ECG 2FA Observations

I wish I had known about the permanent 2FA requirement to enable to ECG functionality before I upgraded to a new device because it makes no sense to me to enable 2FA forever when I may use ECG functionality once or twice and I use Connect app/website multiple times a day. It will make getting access to the fitness data I actually use way less convenient and that will be like 99+% of what I use Connect for. You should just split the ECG functionality off into a separate app / website or something because I can't see any benefit in intermingling my fitness and ECG data when the ramifications of this decision are so severe. I use a Stelio CGM for blood glucose monitoring and that doesn't even require 2FA for the app. As it is, I guess I'll buy a separate ECG device like a KardiaMobile if I ever get to the point of needing one.

  • So the GC app only requires 2FA code once, when you log in for the first time after installing it on your phone. After that, use it as normal. I have 2FA on my garmin account, I use the app multiple times a day and I'm not prompted for OTP on the app (only when I upgraded my phone and installed the app fresh)

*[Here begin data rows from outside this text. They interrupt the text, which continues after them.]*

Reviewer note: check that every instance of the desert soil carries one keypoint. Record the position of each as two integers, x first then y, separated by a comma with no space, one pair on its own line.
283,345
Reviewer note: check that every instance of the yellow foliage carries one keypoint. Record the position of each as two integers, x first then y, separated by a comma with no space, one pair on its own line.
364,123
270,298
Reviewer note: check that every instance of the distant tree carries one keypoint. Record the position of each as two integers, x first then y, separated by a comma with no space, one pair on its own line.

    The website will require it periodically (but not all that often, my sessions remain valid for over a week) but definitely not for every use, just make sure you use the same session (same device and same browser). And when the code is required, the email (for me) arrives in less than 5 seconds, it's a very minor inconvenience at best.

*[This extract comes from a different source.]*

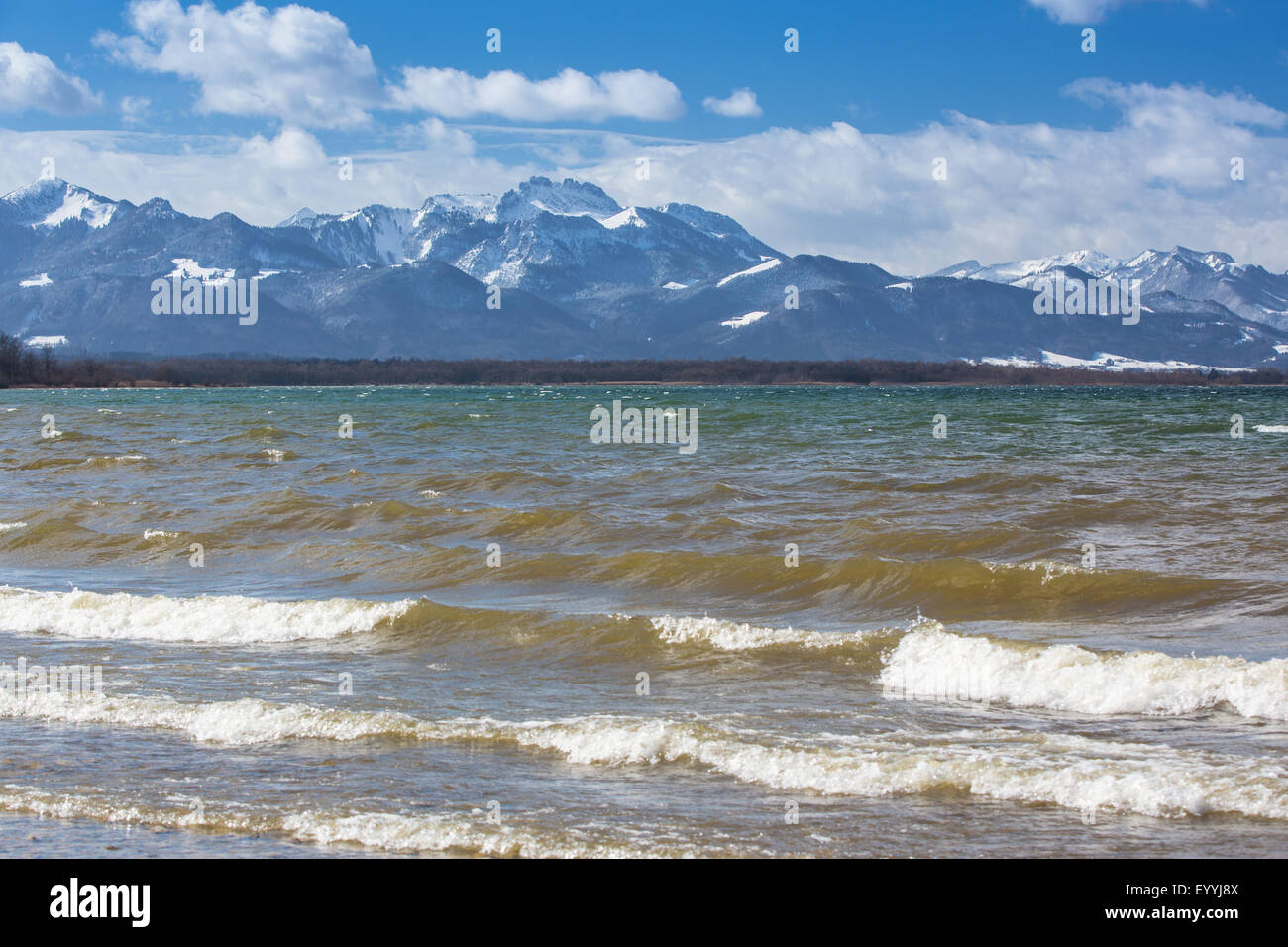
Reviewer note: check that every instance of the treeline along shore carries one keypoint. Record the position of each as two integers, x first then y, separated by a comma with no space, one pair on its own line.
27,368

    And 2FA/MFA is a good security feature which is highly recommended to use for all services that offer it - keep your data safe. Even secure passwords can be cracked by brute force, and many people reuse passwords or use weak passwords that are easy to guess. 2FA means that even if your password is compromised, your data is safe from unauthorised access. That's a good thing!

  • Yeah when I did some more research I saw some people saying it wasn't that bad - but it looks like it would break 3rd party tools (eg. GarminDB) that I use to analyze my data. It just seems unnecessary to me, I'm not worried about people getting access to my fitness data. I looked into getting a KardiaMobile for EKG and I couldn't find anything saying that if requires 2FA for access to it's EKG data (which is 6 lead - so superior to Garmins) - it seems kind of like this is more CYA for Garmin than it is a real regulatory requirement.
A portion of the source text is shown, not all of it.